Anomalo western di John Huston che vorrebbe essere la risposta progressista a Sentieri selvaggi, ma a discapito delle istanze filo-indiane naufraga in un finale razzista e reazionario che ha dello sconcertante. Lo spettro dell'incesto si aggira tra Lancaster ed Hepburne senza instillare turbamento. Lillian Gish, che passa con disinvoltura dal pianoforte al fucile, è quanto di meglio il film possa offrire. Confezione di routine.
I gusti di Rebis (Drammatico - Horror - Thriller)

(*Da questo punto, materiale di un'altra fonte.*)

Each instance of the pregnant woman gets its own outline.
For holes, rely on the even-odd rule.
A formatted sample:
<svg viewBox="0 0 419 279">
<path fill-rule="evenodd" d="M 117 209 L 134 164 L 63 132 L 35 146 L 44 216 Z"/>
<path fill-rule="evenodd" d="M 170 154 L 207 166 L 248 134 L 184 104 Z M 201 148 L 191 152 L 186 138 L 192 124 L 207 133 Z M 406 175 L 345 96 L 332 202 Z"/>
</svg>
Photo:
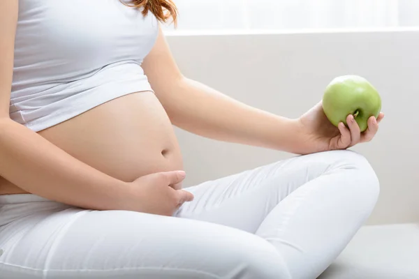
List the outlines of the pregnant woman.
<svg viewBox="0 0 419 279">
<path fill-rule="evenodd" d="M 182 75 L 170 0 L 0 1 L 0 278 L 309 279 L 370 215 L 371 140 Z M 188 47 L 188 46 L 185 46 Z M 182 189 L 172 126 L 296 156 Z"/>
</svg>

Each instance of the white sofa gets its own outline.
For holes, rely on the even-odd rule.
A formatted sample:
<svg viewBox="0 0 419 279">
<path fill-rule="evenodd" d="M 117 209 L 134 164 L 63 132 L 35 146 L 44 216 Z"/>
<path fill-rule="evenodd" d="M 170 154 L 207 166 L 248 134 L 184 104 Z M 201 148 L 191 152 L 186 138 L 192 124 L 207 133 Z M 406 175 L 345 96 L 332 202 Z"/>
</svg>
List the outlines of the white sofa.
<svg viewBox="0 0 419 279">
<path fill-rule="evenodd" d="M 355 73 L 375 85 L 386 116 L 374 140 L 354 149 L 376 170 L 380 198 L 320 278 L 419 278 L 418 31 L 168 35 L 186 75 L 291 117 L 318 101 L 335 76 Z M 292 156 L 176 133 L 189 186 Z"/>
<path fill-rule="evenodd" d="M 318 279 L 419 279 L 419 223 L 362 227 Z"/>
</svg>

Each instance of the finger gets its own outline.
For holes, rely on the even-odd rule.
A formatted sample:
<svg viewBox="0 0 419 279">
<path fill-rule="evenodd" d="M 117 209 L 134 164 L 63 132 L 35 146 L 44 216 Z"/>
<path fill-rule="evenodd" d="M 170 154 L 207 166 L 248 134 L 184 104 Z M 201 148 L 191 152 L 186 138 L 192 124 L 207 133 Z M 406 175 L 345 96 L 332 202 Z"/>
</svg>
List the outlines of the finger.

Saintgifts 31/1/10 17:10 - 4099 commenti

Un bianco durante una battaglia contro gli indiani Kiowa salva una neonata indiana e la farà crescere assieme ai suoi tre figli che la credono loro sorella, sapranno la verità solo quando lei sarà già una giovane donna. Le diverse reazioni dei familiari e degli amici sono la parte interessante del film per tutte le questioni morali e personali che solleva. Ci sono parti molto godibili nel film ma purtroppo anche momenti di calo di tono che lo appesantiscono. Bella musica di Tiomkin ma non adatta.
I gusti di Saintgifts (Drammatico - Giallo - Western)

Paulaster 2/1/18 17:20 - 2336 commenti

Tribù indiana pretende la restituzione di una ragazza cresciuta da una famiglia di bianchi. Se il plot non è banale dando iniziale importanza a valori casalinghi e di pace, il tutto si ribalta coi protagonisti che si fanno giustizia pur essendo nel torto. Il peggio comunque si ha col bacio tra consanguinei (anche se poi...). Ben girato: campi lunghi, non troppo truculento nelle uccisioni.

• MOMENTO O FRASE MEMORABILI: Lancaster che si butta nel fiume per lavarsi; L’inseguimento passando da un cavallo all’altro.
I gusti di Paulaster (Commedia - Documentario - Drammatico)

Rigoletto 4/10/14 19:31 - 1403 commenti

Al di là dei risvolti filosofico-moraleggianti, questo western di John Huston non si distingue in mezzo alla massa di tanti prodotti del genere che in quegli anni venivano sfornati a pieno regime. Ampiamente sufficiente, ma col cast che aveva era d'obbligo ottenere di più e anche la durata, incastonata in quadro ad azione ridotta, non gioca certamente a suo favore. Bravi come sempre gli interpreti, a cominciare dalla Gish e da Bickford.